32 drop names to use the names of famous or important people in conversations to make yourself seem important
33 drop a stitch to let the wool fall off the needle when you are knitting (knit1 (1))
34 drop a clanger/brick BrE to say something socially embarrassing
35 drop a bombshell informal to suddenly tell someone a shocking piece of news: Then she dropped a bombshell and told me she wanted a divorce.
drop away phrasal verb (I) to become lower in level or amount: Sales have dropped away in recent months. drop off phrasal verb (I)
1 to begin to sleep: Just as I was dropping off, I heard a noise in the house.
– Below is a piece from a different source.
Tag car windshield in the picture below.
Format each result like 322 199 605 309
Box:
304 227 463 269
2 to become lower in level or amount: Interest in the game has dropped off recently.
drop out phrasal verb (I)
1 to leave an activity, course etc before it has finished
(+ of): He dropped out of college. | Dwyer had to drop out of the race because of injury.
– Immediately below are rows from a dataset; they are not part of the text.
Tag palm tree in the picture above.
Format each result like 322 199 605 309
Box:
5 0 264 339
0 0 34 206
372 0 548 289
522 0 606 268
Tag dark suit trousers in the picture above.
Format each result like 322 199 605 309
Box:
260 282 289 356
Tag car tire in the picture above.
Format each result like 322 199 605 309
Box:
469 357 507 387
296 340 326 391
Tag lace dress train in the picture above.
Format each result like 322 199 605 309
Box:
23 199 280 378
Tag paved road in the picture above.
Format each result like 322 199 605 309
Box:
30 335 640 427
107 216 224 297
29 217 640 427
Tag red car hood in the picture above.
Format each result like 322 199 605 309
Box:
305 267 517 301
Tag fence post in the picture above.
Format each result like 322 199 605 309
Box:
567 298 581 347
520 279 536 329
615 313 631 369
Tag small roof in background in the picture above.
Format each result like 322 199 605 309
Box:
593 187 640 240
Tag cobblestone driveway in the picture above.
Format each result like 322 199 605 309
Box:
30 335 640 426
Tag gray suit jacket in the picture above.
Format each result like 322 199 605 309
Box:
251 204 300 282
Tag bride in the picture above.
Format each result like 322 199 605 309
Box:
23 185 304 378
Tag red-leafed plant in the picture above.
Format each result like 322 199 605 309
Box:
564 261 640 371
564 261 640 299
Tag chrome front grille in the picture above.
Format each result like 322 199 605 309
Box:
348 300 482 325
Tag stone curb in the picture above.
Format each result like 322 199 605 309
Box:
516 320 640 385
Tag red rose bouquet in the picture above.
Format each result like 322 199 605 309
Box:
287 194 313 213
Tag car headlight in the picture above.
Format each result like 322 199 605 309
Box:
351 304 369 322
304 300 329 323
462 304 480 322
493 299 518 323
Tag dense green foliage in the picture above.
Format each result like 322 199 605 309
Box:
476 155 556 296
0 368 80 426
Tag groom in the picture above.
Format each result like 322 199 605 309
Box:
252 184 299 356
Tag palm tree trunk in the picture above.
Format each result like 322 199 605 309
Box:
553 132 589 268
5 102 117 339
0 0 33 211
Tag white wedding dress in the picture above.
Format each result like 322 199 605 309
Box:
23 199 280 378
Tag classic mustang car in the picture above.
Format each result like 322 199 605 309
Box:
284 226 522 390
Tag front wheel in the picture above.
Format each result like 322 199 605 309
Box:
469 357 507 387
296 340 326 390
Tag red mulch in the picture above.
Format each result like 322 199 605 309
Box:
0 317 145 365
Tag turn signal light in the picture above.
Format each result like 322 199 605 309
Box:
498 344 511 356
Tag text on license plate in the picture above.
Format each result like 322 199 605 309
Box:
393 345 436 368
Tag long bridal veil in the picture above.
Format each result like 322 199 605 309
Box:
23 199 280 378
2 to move away from or refuse to take part in society because you do not agree with its principles
—see also: dropout (2)
3 if a word or expression drops out of a language, it is no longer used
2 noun
1 LIQUID (C) a very small amount of liquid that falls in a round shape
(+ of): Big drops of rain rolled down the window. | a tear drop
2 A SMALL AMOUNT a drop informal
a) a small amount of liquid that you drink: I like my whisky with just a drop of soda.
b) a small amount of something: He hasn't a drop of sense in his head.
3 DISTANCE (singular) a distance from something down to the ground: a path that ended in a vertical drop of fifty feet
4 LESS IN AMOUNT (singular) if there is a drop in the amount, level, or number of something, it goes down or becomes less: a drop in interest rates | a sudden drop in air pressure
5 at the drop of a hat used to say that you would do something immediately if you had the opportunity: I'd go to the Far East at the drop of a hat.
6 DELIVER (C) an act of dropping or leaving something, such as food or medical supplies, especially from an aircraft: an air drop to the war-torn region
—see also: mail drop
7 lemon/fruit/chocolate etc drop a sweet that tastes of lemon etc
—see also: cough drop
8 a drop in the ocean BrE, a drop in the bucket AmE a very small amount of something compared to what is actually needed or wanted: The fund raising is going well, but it's really only a drop in the ocean.
9 eye/ear etc drops a type of medicine that you put in your eye etc, one drop at a time
10 not touched a drop used to say that you have not drunk any alcohol at all

Longman dictionary of contemporary English. 2004.